Arriva dall’Italia, grazie alla benemerita Black Widow Records e dal lavoro del giornalista Giancarlo Bolther che ne è stato il produttore esecutivo, oltre che ideatore, un tributo veramente speciale per un gruppo che possiamo definire sia come seminale per molte bands, ma, soprattutto, decisamente innovativo e con grandi idee.
Sto parlando dei Blue Oyster Cult, gruppo americano in pista da oltre 50 anni, che ha navigato attraverso i mari dell’hard rock e dell’heavy metal portando sempre una vena di personalità e un suono molto riconoscibile.

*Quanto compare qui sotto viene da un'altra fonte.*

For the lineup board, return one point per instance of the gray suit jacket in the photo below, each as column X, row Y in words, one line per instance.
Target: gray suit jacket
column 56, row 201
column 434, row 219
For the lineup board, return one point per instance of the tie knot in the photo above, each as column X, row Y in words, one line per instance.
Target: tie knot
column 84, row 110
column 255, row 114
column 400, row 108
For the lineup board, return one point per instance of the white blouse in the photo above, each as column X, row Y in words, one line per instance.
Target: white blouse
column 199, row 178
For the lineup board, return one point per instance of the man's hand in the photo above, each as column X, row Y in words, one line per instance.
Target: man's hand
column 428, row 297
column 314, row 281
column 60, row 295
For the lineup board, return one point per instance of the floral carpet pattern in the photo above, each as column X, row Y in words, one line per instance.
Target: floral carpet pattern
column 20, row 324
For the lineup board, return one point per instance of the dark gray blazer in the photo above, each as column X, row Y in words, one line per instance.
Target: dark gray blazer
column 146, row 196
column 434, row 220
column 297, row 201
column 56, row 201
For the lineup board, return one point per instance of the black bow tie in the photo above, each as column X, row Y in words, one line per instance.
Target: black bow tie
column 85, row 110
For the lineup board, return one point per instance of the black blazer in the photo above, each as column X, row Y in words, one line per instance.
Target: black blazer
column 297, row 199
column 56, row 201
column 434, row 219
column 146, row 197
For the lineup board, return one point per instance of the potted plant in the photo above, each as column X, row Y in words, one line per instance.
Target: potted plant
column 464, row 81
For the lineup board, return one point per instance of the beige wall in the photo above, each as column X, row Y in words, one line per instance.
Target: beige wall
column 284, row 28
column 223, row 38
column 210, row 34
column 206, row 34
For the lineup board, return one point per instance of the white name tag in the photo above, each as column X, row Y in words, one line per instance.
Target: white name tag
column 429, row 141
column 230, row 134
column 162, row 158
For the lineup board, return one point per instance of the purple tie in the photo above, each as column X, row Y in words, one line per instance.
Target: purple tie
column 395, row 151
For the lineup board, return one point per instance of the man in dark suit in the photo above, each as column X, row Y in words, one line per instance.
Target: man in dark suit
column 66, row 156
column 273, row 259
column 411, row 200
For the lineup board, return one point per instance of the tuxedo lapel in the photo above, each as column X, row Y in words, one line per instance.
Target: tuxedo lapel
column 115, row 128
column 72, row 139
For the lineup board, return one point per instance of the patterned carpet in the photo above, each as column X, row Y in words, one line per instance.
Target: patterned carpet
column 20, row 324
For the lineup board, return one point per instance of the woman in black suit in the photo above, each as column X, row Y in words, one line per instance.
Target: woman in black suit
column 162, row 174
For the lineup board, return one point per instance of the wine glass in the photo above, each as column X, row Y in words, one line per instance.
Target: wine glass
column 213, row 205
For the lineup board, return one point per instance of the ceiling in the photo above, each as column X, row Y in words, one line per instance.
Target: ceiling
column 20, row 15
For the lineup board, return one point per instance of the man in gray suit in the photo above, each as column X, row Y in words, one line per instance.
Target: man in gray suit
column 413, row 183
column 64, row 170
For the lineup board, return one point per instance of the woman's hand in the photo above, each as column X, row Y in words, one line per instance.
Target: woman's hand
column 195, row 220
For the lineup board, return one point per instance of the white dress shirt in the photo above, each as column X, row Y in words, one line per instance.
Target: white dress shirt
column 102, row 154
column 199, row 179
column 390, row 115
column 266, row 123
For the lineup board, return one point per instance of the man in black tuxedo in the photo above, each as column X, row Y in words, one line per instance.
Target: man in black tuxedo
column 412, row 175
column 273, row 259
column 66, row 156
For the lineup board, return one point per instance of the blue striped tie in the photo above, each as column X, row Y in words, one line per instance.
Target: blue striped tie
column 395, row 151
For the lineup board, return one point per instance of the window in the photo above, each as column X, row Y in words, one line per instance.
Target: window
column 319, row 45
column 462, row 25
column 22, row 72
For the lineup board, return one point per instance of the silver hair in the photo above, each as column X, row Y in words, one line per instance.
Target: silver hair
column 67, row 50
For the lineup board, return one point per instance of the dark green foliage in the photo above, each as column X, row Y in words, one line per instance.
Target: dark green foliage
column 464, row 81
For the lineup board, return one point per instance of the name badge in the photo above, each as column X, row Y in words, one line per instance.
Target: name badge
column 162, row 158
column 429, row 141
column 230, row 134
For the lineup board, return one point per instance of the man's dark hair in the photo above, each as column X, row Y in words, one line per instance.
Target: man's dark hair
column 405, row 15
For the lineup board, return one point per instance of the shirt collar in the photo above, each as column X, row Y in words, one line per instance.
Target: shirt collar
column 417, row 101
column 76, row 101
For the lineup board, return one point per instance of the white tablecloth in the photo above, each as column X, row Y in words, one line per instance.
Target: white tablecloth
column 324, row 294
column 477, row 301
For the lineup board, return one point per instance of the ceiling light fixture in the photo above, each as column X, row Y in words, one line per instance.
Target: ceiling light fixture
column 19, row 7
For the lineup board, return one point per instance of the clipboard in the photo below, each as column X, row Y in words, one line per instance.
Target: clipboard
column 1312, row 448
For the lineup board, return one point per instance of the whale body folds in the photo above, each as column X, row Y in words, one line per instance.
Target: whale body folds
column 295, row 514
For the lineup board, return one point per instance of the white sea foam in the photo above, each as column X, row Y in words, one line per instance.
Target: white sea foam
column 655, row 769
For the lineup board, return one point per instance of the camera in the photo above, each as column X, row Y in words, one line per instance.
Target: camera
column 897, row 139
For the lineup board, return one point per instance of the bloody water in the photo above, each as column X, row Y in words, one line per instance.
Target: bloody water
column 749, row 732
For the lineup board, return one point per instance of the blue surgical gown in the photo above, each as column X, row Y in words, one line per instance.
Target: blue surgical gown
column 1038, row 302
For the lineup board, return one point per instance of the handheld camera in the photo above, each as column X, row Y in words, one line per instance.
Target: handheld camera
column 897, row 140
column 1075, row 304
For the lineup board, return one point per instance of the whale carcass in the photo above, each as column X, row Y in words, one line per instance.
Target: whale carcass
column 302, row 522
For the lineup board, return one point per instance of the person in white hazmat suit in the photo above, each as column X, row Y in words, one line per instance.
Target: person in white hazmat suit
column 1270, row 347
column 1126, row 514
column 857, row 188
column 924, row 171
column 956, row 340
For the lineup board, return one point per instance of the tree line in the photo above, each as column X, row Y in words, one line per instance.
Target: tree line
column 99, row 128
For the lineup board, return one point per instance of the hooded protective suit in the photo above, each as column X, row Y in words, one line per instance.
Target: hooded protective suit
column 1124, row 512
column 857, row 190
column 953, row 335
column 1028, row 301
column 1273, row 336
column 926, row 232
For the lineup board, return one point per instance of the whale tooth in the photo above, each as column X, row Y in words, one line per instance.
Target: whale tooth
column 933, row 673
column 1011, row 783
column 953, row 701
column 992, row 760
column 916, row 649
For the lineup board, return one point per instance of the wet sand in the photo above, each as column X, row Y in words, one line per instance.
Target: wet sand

Questo doppio cd, dalla ottima qualità artistica e sonora, riproduce, talvolta molto fedelmente e in altri casi con delle divagazioni piuttosto sostanziali, una buona parte della loro carriera, sostanzialmente quella iniziale.
Infatti, se devo trovare un elemento che avrei voluto fosse stato sviluppato meglio, sono stati ignorati tre albums come “Imaginos” “Revolution by night” e, soprattutto, “Club Ninja” che hanno rappresentato a mio avviso una grande evoluzione della band e che meritavano una citazione, ma capisco anche che il materiale dal quale attingere era vastissimo e privilegiare la produzione anni 70 e 80 ha certamente un senso storiografico-musicale.
Sono ben 29 le bands, alcune straniere ma la maggior parte italiane, chiamate a partecipare a questo tributo “The dark side of the cult” che, come dicevo, alla fine è veramente gradevole e brillante.
Diciamo che possiamo suddividere le bands presenti nei due cd dell’opera in tre parti : quelli che hanno mantenuto suoni e arrangiamenti molto aderenti al brano che hanno interpretato, quelli che hanno voluto darne una propria versione e quelli con voci femminili.
Fra quelle che hanno cercato la fedeltà al brano, oltre al fondatore Albert Bouchard che si presta all’operazione con una “Baby ice dog” molto bella, spiccano gli inglesi Transmaniacon, che hanno preso il nome dalla prima canzone del primo album dei Blue Oyster Cult, i Death SS con una versione graffiante di “Godzilla” e Freddy Delirio and the Phantoms con una “Black Blade” decisamente spaziale, cromata e gradevole , gli Specters Dead Dream “Cities on flames” e L’Impero delle Ombre con “She’s a beautiful like a foot”.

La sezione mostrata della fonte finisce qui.